Hoy, intentando distraerme, sin conseguirlo en ningún instante, después de varios días fuera de esta tierra y alejado de sus aires, procuro al menos hilvanar un réquiem por mi madre, fallecida el sábado pasado. Sólo dolor me traigo de Lérida, donde esta parreña descansa junto a su esposo –un gran padre- en la última estancia que el destino les ha reservado para partir hacia el más allá. ¡Qué renegada es la muerte!

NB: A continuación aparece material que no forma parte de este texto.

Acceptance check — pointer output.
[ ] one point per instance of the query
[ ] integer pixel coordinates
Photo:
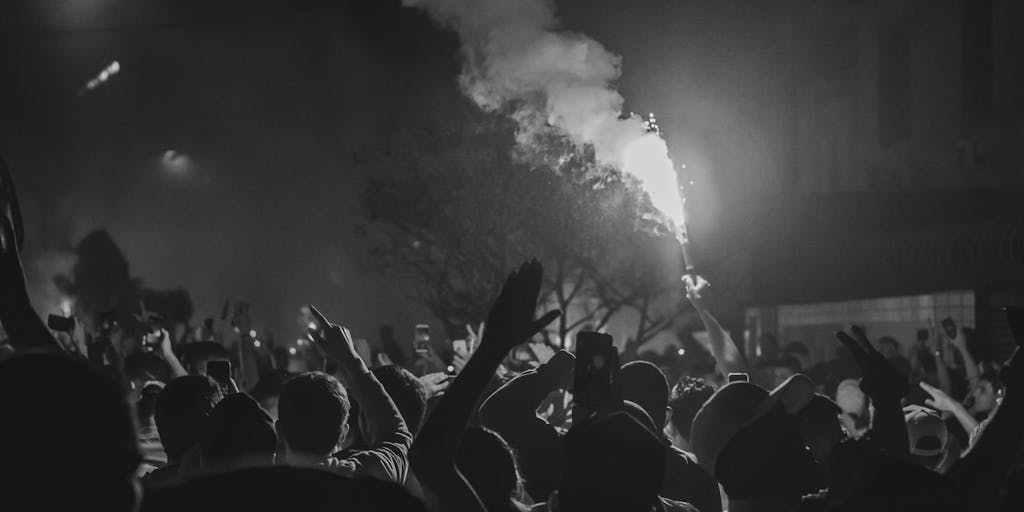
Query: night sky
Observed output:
(272, 99)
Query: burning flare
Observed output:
(514, 53)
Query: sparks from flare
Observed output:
(646, 158)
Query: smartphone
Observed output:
(363, 348)
(596, 370)
(421, 342)
(1015, 315)
(738, 378)
(220, 371)
(60, 324)
(949, 326)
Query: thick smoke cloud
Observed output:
(515, 56)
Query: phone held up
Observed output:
(60, 324)
(219, 371)
(1015, 316)
(421, 342)
(594, 386)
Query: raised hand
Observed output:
(335, 340)
(694, 285)
(434, 384)
(13, 292)
(939, 399)
(511, 320)
(880, 378)
(473, 340)
(542, 351)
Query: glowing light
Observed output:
(647, 159)
(176, 163)
(66, 306)
(101, 78)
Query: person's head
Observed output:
(889, 346)
(821, 427)
(145, 408)
(750, 440)
(267, 390)
(486, 461)
(198, 354)
(643, 383)
(928, 435)
(312, 415)
(797, 351)
(239, 434)
(688, 396)
(856, 417)
(985, 393)
(144, 367)
(407, 392)
(57, 409)
(612, 463)
(181, 413)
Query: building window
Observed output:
(976, 23)
(894, 83)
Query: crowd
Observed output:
(182, 427)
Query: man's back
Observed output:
(279, 488)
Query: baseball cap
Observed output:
(926, 430)
(737, 404)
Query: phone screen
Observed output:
(1015, 315)
(596, 366)
(422, 340)
(219, 371)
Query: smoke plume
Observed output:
(514, 55)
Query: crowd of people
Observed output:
(179, 427)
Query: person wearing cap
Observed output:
(750, 440)
(928, 435)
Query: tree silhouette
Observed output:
(100, 282)
(453, 208)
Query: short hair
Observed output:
(56, 408)
(239, 427)
(488, 465)
(312, 411)
(991, 377)
(182, 410)
(643, 383)
(407, 391)
(203, 350)
(797, 347)
(688, 395)
(145, 408)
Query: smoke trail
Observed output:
(515, 55)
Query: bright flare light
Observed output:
(647, 159)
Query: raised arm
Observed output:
(886, 387)
(510, 323)
(511, 412)
(942, 401)
(386, 433)
(986, 464)
(724, 350)
(25, 328)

Entre paradojas, no me abandonan las tristes horas pasadas en el tanatorio, mientras, ya en Cuenca, el invierno es tozudo en recordarme que, desde los propios antiguos, es la época del sueño y del silencio: Koré, la diosa fértil, la muchacha que lleva en su mano una granada, desciende al mundo de los muertos para cumplir su contrato con Hades, señor del subsuelo. Cuando Koré concluya su hibernación y asome de nuevo a la superficie, las simientes reventarán y los jugos vitales volverán a correr por la médula de los chopos. Pero ahora, en enero, los rastrojos duermen cubiertos por una manta verde de moho y musgo. El mundo de los muertos, para los antiguos, era el invierno perpetuo. Silencio, movimiento escaso, palidez, luz vaga. Un lugar en eterno reposo. Pero siendo la eternidad una inmutable constante, la presencia cíclica de Koré, la inmortal que reside seis meses en el Averno, ha de traer consigo una transfiguración del hogar de los muertos. Metamorfosis que, sin embargo, yo no tengo a la vista con ninguno de mis padres. Empiezo, sin duda, a ser mayor. Por esto también, mientras agradezco los muchos pésames que me trasladan, tengo la esperanza de que haya una primavera silenciosa para Isidora, esa madre querida por todos sus hijos y sus nietos, que ahora sabe más y ya conoce todo lo que nosotros ignoramos. ¡Dale muchos besos a padre!, tan querido como tú, que, exactamente igual, se fue sin hacer nada de ruido, después de haberse entregado con generosidad a los suyos toda su vida, sin demandar nada a cambio.
Mientras comíamos todos sus descendientes en el Club de Tenis de la ciudad catalana, ahora que escribo este réquiem –o lo que dé de sí- a modo de composición cantada a mi hermana Emilia, la más próxima a la amada difunta, me viene a la memoria ese bello retrato de vernos a todos juntos y, cuando a la orilla del Júcar, pienso en esos dos emigrantes que nunca más volverán a La Parra de Las Vegas, entiendo mucho mejor que, destellado desde el sufrimiento de toda la familia, la soledad es lo que produce el llanto.
La vista de la casa de nuestros padres en ese pueblo me inspira melancolía, por ser el resto venerable de un par de personas, hombre y mujer, que tenían ese carácter sencillo que las costumbres españolas van perdiendo a pasos agigantados al día de hoy.
Tengo ganas de tomar los aires de La Parra, y por sus caminos, acompañado en alma de todos los hermanos, hijos y sobrinos, seguir las sinuosidades de los senderos, cuyos menores accidentes despiertan recuerdos y cuyo efecto general tiende a sumirme en maquinal meditación. De ésta sale uno cuando ve un lozano claro, en cuyo lugar se afirma la puerta de entrada a la casa de “la” Isidora y “el” Saturnino, mis inolvidables progenitores, a los que tengo necesidad de parecerme, aunque sólo sea para ser en todo instante tan bueno como ellos. ¡Gracias por traerme a este mundo! Llevadme con vosotros cuando llegue el momento, por favor, y cubrid a mis hermanos también de felicidad.